Figure 8. Top 30 important features. CRPDn, CRP on postoperative day n; CRP Δn, rate of decrease in CRP levels on postoperative day n; HbDn, Hemoglobin on postoperative day n; ASTDn, AST on postoperative day n; ALTDn, ALT on postoperative day n; JP_{L or R} Amylase or Lipase Δn, rate of decrease in amylase or lipase levels on postoperative day n; WBCDn, WBC on postoperative day n; WBC Δn, rate of decrease in WBC levels on postoperative day n; SD, Soft diet.

XGB relies on multiple decision trees, allowing us to measure the importance of a feature by counting the number of times it is used to split the data across all trees. Figure 8 illustrates the proportion of features utilized by XGB. Several clinical studies using machine learning have extracted a subset of features from their databases as the optimal feature set for predicting specific issues. According to a systematic review, earlier studies on AI prediction of surgical complications analyzed 16,193 features (41). However, as commonly recognized in the machine learning community, the optimal feature set can vary depending on the size of the dataset (42, 43). This variability makes it challenging to expect that a feature set derived from one research study using data from a specific hospital will also be optimal when applied to other hospitals. In this study, we empirically demonstrate that the XGB (18) and SVM (17) algorithms achieve better performance when trained on a larger number of features compared to using feature sets identified in previous studies. Additionally, we show that these algorithms maintain stable performance despite variations in the number of features. These results suggest that our approach could be effective when utilizing data from different institutions to train DSL prediction models, offering greater generalization and adaptability across various clinical settings.

Moving beyond simple complication prediction, actionable clinical scenarios can be envisioned for applying this model. Evidence on intraoperative drain placement remains controversial. Weindelmayer et al. found that avoiding drains after gastrectomy for gastric cancer may increase the risk of postoperative invasive procedures, supporting routine drain use (44). In contrast, Lim et al. reported limited benefits of prophylactic drainage in preventing major intra-abdominal complications, aligning with the growing preference for drain omission under enhanced recovery after surgery (ERAS) protocols (45). Our predictive model aims to resolve these conflicting approaches by providing real-time risk assessment for DSL, a severe complication linked to fluid collections. By guiding surgeons on whether to place a drain during surgery and when to remove it postoperatively, the model enhances safety while supporting ERAS principles, potentially improving recovery outcomes and standardizing decision-making.

To facilitate implementation in clinical practice, we propose integrating the ML model directly into the hospital's Electronic Medical Record system (EMR). By doing so, all postoperative patient monitoring results can be automatically consolidated and analyzed by the ML model. This setup would enable immediate prediction and notification to medical staff when the probability of complications spikes. Implementing such a system would significantly aid in the early diagnosis and prompt additional intervention or image workup of patient complications, ultimately improving patient outcomes in terms of both mortality and morbidity. This would be a vital integration into conventional EMR systems, reinforcing the practical implications and benefits of our predictive model in clinical workflows.

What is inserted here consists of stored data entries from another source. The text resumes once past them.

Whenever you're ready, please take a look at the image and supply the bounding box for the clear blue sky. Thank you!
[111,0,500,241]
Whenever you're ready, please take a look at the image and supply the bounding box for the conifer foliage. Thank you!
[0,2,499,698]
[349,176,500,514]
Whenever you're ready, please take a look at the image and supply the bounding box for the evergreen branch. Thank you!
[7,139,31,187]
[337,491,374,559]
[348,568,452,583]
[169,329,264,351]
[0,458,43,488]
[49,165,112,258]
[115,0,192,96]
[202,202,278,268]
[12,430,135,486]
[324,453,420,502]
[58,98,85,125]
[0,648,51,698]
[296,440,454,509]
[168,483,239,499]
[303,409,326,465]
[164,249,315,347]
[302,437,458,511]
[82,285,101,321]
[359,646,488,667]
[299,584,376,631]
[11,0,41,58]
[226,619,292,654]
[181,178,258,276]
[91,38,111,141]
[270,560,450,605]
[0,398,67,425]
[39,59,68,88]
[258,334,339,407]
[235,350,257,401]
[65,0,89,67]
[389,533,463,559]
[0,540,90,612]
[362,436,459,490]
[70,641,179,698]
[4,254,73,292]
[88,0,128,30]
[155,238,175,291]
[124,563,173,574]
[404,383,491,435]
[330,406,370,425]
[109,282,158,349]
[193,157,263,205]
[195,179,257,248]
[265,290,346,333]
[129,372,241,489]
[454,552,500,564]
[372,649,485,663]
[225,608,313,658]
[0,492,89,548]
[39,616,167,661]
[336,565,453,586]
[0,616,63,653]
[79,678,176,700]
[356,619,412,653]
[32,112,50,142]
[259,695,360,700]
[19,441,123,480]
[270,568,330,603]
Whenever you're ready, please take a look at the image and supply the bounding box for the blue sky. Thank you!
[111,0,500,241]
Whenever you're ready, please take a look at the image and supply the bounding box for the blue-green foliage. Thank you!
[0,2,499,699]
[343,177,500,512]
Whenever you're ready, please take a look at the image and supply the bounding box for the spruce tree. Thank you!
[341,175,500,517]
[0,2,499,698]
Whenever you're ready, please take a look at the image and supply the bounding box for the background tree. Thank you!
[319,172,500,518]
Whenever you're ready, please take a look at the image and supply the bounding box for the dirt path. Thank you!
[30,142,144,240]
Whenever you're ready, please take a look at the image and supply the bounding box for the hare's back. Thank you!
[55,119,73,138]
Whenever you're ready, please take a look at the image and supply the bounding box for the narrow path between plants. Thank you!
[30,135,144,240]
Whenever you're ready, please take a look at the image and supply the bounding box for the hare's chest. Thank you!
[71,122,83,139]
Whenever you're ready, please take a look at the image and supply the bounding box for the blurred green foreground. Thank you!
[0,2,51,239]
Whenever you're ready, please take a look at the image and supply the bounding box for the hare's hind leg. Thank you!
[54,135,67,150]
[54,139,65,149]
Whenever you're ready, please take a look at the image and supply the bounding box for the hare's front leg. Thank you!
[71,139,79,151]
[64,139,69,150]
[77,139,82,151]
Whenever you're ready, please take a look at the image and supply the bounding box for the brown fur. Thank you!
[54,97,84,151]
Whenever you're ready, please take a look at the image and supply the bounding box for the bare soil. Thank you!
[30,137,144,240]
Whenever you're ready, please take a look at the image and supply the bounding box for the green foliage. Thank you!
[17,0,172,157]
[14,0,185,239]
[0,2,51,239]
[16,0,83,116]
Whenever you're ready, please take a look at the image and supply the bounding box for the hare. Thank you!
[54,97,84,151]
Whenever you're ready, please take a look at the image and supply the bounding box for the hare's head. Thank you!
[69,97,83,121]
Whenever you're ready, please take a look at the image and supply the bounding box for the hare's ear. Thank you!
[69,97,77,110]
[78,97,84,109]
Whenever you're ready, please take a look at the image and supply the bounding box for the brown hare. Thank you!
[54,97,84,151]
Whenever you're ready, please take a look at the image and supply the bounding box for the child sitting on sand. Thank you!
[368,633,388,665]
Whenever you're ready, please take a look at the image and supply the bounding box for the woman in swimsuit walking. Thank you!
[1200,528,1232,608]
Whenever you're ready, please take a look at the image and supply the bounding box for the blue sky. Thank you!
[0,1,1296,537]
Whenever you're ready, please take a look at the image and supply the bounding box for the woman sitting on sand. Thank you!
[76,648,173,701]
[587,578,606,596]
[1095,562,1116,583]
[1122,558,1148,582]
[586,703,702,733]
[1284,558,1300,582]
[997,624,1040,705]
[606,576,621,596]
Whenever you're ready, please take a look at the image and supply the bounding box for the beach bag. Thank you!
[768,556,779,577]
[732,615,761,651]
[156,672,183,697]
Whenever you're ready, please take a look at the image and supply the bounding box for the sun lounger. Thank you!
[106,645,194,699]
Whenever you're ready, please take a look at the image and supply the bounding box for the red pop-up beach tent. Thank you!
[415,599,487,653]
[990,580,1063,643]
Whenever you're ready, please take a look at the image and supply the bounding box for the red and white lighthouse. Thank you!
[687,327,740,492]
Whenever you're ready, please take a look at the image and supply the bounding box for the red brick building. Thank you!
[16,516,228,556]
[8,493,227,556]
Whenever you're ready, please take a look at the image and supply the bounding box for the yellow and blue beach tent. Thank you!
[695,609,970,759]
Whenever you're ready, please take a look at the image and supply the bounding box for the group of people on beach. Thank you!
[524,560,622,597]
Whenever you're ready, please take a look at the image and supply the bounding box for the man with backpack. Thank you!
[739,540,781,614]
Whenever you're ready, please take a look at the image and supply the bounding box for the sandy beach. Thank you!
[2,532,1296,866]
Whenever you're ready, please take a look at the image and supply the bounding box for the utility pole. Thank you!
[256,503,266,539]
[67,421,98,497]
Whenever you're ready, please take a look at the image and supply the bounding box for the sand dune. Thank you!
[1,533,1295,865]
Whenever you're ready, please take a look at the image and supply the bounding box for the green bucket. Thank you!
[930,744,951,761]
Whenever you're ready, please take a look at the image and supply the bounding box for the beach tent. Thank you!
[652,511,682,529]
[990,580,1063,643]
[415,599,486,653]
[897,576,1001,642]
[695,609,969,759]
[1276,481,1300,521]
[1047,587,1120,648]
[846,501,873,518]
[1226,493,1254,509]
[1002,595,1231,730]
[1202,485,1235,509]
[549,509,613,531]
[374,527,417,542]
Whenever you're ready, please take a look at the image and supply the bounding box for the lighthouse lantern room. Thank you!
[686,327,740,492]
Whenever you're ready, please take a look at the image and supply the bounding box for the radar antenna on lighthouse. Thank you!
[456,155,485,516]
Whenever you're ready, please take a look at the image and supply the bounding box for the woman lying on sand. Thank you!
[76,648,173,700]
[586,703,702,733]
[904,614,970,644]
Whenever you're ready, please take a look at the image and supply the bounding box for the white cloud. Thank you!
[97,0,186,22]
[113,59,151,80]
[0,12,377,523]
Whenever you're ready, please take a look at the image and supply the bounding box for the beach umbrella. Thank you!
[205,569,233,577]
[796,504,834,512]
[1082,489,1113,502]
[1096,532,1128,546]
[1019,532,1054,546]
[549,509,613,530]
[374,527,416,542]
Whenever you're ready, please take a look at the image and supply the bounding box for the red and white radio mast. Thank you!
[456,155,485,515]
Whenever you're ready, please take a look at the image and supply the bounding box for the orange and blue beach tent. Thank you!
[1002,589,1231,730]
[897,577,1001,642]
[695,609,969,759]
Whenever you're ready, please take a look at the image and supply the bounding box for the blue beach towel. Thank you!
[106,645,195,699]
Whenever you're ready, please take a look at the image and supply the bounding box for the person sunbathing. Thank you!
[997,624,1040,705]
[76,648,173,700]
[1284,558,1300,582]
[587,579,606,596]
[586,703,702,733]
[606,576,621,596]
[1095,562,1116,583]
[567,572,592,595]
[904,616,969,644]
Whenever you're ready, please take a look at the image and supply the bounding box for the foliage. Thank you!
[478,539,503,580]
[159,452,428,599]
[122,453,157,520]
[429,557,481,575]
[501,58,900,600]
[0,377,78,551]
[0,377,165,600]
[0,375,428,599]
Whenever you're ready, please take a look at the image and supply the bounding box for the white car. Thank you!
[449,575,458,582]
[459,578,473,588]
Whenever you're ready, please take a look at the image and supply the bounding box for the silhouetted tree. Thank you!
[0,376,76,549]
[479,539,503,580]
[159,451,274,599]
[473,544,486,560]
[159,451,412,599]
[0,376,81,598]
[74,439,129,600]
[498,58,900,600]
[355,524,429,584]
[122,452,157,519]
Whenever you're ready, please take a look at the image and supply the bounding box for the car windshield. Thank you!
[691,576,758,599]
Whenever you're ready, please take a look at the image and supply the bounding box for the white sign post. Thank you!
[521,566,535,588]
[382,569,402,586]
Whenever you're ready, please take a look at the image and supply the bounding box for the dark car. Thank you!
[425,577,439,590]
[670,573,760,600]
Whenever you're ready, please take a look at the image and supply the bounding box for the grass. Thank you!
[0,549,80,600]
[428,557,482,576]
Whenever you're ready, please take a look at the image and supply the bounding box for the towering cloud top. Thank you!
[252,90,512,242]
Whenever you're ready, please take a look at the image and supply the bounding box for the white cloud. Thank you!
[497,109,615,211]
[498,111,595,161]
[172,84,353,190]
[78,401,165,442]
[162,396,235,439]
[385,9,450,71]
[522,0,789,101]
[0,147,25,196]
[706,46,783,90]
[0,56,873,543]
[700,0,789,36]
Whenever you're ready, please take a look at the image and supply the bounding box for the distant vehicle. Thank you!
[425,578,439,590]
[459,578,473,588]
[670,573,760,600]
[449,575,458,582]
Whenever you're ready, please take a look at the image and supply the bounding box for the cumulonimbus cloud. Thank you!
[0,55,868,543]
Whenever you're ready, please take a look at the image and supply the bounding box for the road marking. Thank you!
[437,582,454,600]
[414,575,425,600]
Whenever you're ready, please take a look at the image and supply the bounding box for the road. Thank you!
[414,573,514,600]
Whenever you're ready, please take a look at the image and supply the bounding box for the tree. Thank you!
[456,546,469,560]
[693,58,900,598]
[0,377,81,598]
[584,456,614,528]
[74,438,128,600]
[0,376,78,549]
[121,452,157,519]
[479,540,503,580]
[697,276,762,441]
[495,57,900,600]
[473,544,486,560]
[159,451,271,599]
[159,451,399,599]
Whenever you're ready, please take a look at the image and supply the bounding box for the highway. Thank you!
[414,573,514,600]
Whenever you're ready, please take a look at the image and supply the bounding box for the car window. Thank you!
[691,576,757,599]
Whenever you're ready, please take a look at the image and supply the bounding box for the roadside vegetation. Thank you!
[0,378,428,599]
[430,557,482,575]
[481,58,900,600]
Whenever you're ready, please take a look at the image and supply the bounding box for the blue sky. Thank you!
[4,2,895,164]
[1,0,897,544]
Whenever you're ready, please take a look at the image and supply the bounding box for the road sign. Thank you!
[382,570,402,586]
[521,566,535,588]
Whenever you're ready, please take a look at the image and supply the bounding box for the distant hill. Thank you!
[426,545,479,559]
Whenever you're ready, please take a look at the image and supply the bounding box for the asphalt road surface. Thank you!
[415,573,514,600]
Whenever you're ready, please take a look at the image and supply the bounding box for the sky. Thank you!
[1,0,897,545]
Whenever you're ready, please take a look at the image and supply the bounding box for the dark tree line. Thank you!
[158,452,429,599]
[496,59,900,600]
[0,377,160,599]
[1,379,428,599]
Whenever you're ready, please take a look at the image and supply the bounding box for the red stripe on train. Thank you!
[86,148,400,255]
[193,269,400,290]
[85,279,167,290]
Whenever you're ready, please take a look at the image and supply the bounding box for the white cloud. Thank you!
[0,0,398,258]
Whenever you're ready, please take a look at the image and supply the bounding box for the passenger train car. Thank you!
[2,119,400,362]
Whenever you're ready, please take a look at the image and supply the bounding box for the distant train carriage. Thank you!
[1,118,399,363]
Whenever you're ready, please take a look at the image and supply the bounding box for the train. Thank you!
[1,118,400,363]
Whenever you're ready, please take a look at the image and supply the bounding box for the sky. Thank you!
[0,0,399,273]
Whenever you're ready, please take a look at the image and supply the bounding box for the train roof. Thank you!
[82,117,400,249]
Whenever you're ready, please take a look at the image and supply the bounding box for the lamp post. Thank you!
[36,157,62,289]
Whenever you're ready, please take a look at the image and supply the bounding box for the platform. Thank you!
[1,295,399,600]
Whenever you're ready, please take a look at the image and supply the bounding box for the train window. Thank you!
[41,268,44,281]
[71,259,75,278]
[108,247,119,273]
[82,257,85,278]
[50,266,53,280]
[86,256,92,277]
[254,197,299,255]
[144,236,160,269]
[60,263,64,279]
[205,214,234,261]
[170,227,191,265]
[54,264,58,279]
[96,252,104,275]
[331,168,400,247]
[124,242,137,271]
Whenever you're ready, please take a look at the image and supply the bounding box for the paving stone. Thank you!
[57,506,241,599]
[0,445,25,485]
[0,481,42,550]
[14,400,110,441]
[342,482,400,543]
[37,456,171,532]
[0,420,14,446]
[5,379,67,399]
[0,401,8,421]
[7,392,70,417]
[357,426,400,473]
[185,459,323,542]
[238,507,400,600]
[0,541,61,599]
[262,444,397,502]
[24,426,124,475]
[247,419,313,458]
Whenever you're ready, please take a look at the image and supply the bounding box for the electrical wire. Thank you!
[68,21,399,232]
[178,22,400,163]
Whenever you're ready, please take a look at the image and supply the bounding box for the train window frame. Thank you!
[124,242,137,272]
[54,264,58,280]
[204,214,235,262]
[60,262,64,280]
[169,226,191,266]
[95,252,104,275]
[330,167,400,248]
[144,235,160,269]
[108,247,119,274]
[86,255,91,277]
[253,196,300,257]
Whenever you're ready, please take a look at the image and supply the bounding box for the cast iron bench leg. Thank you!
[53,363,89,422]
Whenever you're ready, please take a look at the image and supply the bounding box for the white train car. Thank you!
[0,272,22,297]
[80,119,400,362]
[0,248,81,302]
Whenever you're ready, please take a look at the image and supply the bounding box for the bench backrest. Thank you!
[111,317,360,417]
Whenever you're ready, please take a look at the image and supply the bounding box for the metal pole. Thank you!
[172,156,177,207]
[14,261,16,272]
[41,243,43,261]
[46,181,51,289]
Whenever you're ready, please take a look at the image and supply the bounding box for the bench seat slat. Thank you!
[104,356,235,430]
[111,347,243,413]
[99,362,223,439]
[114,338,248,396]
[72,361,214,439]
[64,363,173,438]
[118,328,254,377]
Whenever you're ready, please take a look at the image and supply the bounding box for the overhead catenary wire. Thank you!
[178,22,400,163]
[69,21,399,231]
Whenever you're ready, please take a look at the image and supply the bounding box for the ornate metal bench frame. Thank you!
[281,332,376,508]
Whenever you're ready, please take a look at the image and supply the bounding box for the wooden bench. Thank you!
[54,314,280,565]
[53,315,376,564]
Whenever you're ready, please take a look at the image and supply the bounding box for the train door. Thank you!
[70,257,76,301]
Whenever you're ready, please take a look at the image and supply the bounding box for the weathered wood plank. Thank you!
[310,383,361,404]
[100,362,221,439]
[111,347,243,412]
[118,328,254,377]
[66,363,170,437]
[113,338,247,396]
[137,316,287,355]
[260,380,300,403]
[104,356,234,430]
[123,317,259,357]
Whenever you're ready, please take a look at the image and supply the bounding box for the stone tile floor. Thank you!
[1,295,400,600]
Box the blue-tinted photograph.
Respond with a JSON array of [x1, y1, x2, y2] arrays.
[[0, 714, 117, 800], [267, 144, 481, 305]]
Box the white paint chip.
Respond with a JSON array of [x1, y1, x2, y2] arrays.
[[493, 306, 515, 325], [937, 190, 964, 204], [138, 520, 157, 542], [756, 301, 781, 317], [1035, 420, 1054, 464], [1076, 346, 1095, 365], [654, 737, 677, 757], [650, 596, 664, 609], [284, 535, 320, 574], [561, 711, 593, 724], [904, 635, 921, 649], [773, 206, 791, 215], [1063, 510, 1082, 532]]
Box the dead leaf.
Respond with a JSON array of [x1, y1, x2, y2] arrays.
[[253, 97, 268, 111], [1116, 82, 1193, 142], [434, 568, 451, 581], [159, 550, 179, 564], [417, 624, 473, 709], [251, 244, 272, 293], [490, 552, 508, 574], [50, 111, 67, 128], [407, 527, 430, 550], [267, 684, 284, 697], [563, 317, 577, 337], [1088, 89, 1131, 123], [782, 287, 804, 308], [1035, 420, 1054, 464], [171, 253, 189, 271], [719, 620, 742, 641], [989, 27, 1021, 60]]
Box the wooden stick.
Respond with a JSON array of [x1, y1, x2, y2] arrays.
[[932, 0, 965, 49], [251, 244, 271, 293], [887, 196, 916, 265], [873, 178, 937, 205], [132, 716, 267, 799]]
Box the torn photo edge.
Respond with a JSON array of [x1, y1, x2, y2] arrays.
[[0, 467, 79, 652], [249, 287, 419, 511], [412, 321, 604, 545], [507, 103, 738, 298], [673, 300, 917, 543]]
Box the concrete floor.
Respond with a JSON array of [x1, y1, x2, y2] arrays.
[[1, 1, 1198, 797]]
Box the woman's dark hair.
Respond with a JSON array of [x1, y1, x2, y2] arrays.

This study is the first to develop a real-time prediction model for DSL following gastrectomy in patients with GC. However, it has several limitations. One limitation of the ML approach is its inability to explain all correlations between features. Additionally, the algorithm was trained using retrospective clinical data from a single center, which implies that it may not be generalizable to other medical institutions. Applying this model to other settings would likely require retraining with their specific datasets to ensure accuracy and reliability. To enhance generalizability, future work should focus on external validation using multi-institutional datasets from diverse geographical regions and clinical settings. Additionally, we recommend implementing transfer learning approaches that allow the model to be fine-tuned with smaller datasets from new institutions, potentially improving adaptability while maintaining predictive performance. Despite these limitations, our comprehensive feature selection approach and temporal modeling strategy provide a framework that could be replicated across institutions, even if specific model parameters require adjustment.

Conclusion

According to this study, handling high-dimensional data with ML improves predictive efficacy and enhances robustness in the clinical field. A real-time predictive model will assist gastrointestinal surgeons in accurately predicting DSL after gastrectomy, allowing them to make informed decisions about adding additional follow-up tests, implementing more careful patient management, and determining the appropriate timing for discharge.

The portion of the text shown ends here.